Many businesses are at-will employers or operate in an at-will rights state. As long as the reason is not statutorily prohibited or otherwise unlawful (e.g., discrimination based on the employee's affiliation in a protected class or reasons relating to previous whistleblowing activities, etc.) employers can terminate the employment relationship at any stage (including the job offer) for many reasons or no reason at all (although that is never a wise course of action to take).
Times employers cannot rescind job offers
Employers cannot rescind job offers when the motive for the decision not to employ the individual is based on the person's race, religion, gender, gender identity, pregnancy, age or national origin.
Key takeaway: There are a host of legal and ethical issues involved when an employer withdraws a job offer. With the doctrine of promissory estoppel a candidate may be able to legally enforce the promise of employment even though a contract was not signed and executed.

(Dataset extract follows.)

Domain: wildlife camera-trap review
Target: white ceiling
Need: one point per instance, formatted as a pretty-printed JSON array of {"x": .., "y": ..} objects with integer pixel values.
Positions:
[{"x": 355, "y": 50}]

How to communicate a rescinded job offer to a candidate
Because of the potential legal issues involved with rescinding a job offer, communicating the decision to the candidate requires caution, clarity and empathy. Here are six tips for notifying a candidate that you are rescinding the job offer:
- Meet in person. If possible, meet with the candidate in person or via video conference.
- Share the "why." If you are have legal justification, share the reason or reasons as to why the offer is being rescinded. Your attorney can help you draft a statement that can be read to the candidate.
- Allow the candidate time to absorb the news. Chances are, the decision will come as a shock to the candidate. Allow them time to process the news. Listen to them.The candidate will very likely ask you several questions. It's best to stick to the statement or script you and your attorney created.
- Do not overshare or make promises. Do not make promises of follow-up or possible employment opportunities in the future.
- Share a rescinded-job letter: As a follow-up to your verbal conversation with the candidate, send a written letter as well. The letter should be dated and explain the reasons for the decision. It should also state, if relevant, that you are an at-will employer.
- Provide a resource or contact the candidate can follow up with. Consider providing the contact information for your HR department or a legal representative.
Key takeaway: Exercising professionalism as you communicate your decision to the candidate may disarm an otherwise heated exchange. Follow up your in-person discussion with a letter documenting your decision and the reasons behind the decision.
A sample rescinded job offer letter
Here is a sample letter you could send to a candidate that is brief, factual and to the point:
[City, State ZIP code]
Regarding: Rescinded Job Offer for [Company's name] [Job title]
Dear [Candidate name]:
On [date], you received a job offer for employment with [company name] as [job title]. As stated in your offer letter, employment with our company was contingent upon successfully completing a [e.g., background check], as well as [list additional pre-employment qualifying criteria].
During our hiring process, we [e.g., were unable to substantiate information you had provided regarding your previous employers.].
This letter, therefore, serves as formal written notification that your contingent offer of employment given on [Date] with [Company name] has been withdrawn.
We wish you the absolute best in your future employment endeavors.
[Name of company representative]
Key takeaway: Above is an example of a rescinded job offer letter a small business owner can use. Your attorney may have a template you can use as well.